第三条 国は、前条の基本理念にのっとり、被災地域の復興に必要な別に法律で定める措置その他の措置を講ずるものとする。

 (地方公共団体の講ずる措置)

第四条 地方公共団体は、第二条の基本理念にのっとり、被災地域の復興に必要な措置を講ずるものとする。

 (東日本大震災復興対策本部の設置)

第五条 内閣に、東日本大震災復興対策本部(以下「本部」という。)を置く。

 (東日本大震災復興対策本部の所掌事務)

第六条 本部は、次に掲げる事務をつかさどる。

 一 被災地域の復興のための施策に関する基本的な方針に関する企画及び立案並びに総合調整に関する事務

 二 関係地方公共団体が行う復興事業への国の支援その他関係行政機関が講ずる被災地域の復興のための施策の実施の推進及びこれに関する総合調整に関する事務

 三 前二号に掲げるもののほか、法令の規定により本部に属させられた事務

 (東日本大震災復興対策本部長)

第七条 本部の長は、東日本大震災復興対策本部長(以下「本部長」という。)とし、内閣総理大臣をもって充てる。

2 本部長は、本部の事務を総括し、所部の職員を指揮監督する。

 (東日本大震災復興対策副本部長)

第八条 本部に、東日本大震災復興対策副本部長(以下「副本部長」という。)を置き、内閣官房長官及び東日本大震災復興対策担当大臣(内閣総理大臣の命を受けて、被災地域の復興のための施策の推進に関し内閣総理大臣を助けることをその職務とする国務大臣をいう。)をもって充てる。

2 副本部長は、本部長の職務を助ける。

 (東日本大震災復興対策本部員)

第九条 本部に、東日本大震災復興対策本部員(以下「本部員」という。)を置く。

2 本部員は、次に掲げる者をもって充てる。

 一 本部長及び副本部長以外の全ての国務大臣

 二 内閣官房副長官、関係府省の副大臣若しくは大臣政務官又は国務大臣以外の関係行政機関の長のうちから、内閣総理大臣が任命する者

 (幹事)

第十条 本部に、幹事を置く。

2 幹事は、関係行政機関の職員のうちから、内閣総理大臣が任命する。

3 幹事は、本部の所掌事務について、本部長、副本部長及び本部員を助ける。

 (現地対策本部)

第十一条 本部に、第六条(第一号を除く。)に規定する事務の一部を分掌させるため、地方機関として、所要の地に現地対策本部を置く。

2 現地対策本部の名称、位置及び管轄区域は、政令で定める。

3 現地対策本部に現地対策本部長を置き、関係府省の副大臣、大臣政務官その他の職を占める者のうちから内閣総理大臣が任命する者をもって充てる。

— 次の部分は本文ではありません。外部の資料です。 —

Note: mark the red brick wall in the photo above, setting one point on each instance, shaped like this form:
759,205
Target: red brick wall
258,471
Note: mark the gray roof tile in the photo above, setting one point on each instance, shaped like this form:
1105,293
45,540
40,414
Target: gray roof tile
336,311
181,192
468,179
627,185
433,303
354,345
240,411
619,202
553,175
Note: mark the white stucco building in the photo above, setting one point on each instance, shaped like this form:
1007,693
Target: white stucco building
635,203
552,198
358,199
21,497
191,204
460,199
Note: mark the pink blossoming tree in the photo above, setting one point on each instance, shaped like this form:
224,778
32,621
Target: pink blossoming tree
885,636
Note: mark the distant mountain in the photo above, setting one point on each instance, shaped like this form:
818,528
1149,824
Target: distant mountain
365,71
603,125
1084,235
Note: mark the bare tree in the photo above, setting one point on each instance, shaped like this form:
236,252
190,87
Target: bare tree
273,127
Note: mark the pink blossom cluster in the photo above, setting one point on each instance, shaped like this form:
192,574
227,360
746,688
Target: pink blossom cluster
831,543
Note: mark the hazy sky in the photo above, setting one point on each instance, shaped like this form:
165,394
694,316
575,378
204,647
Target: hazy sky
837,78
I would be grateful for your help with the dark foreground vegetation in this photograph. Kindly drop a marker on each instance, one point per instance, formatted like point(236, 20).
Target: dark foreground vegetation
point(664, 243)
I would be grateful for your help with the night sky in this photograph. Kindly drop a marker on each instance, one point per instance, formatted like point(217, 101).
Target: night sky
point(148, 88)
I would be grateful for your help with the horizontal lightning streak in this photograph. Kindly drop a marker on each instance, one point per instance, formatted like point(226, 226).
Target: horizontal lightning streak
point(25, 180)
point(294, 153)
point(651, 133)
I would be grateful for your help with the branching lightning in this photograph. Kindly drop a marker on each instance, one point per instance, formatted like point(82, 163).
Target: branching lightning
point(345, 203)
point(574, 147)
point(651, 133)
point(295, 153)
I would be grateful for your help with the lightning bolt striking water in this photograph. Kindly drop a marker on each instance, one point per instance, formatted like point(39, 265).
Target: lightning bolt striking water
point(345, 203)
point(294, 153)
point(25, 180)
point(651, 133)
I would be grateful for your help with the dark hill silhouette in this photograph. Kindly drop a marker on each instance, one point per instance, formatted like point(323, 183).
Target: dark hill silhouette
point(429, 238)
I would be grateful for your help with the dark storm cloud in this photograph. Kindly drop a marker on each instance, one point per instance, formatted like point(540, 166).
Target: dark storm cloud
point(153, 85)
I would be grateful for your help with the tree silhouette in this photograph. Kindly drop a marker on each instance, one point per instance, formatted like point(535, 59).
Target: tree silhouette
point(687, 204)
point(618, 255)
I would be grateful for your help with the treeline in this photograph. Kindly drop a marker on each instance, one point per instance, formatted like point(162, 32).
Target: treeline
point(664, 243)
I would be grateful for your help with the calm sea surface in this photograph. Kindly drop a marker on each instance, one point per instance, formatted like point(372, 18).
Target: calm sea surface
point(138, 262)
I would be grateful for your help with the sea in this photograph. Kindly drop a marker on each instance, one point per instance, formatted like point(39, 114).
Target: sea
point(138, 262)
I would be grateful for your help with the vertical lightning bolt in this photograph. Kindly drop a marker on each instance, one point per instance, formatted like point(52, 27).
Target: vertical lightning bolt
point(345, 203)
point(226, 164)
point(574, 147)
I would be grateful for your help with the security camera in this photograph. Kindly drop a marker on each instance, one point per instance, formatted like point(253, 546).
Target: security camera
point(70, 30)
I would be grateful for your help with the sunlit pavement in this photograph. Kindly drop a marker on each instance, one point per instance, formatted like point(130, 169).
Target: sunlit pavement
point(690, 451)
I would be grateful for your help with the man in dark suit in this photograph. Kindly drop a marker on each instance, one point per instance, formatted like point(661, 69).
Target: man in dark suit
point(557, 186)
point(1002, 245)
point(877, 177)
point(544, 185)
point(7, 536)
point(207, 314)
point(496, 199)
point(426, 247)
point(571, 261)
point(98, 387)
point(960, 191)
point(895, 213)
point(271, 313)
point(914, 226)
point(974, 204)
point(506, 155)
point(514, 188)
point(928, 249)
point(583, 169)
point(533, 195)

4 現地対策本部長は、本部長の命を受け、現地対策本部の事務を掌理する。

5 現地対策本部に現地対策本部員を置き、国の関係地方行政機関の長その他の職員のうちから内閣総理大臣が任命する者をもって充てる。

 (東日本大震災復興構想会議の設置等)

第十二条 本部に、東日本大震災復興構想会議を置く。

2 東日本大震災復興構想会議は、次に掲げる事務をつかさどる。

 一 本部長の諮問に応じて、被災地域の復興に関する重要事項を調査審議し、及びこれに関し必要と認める事項を本部長に建議すること。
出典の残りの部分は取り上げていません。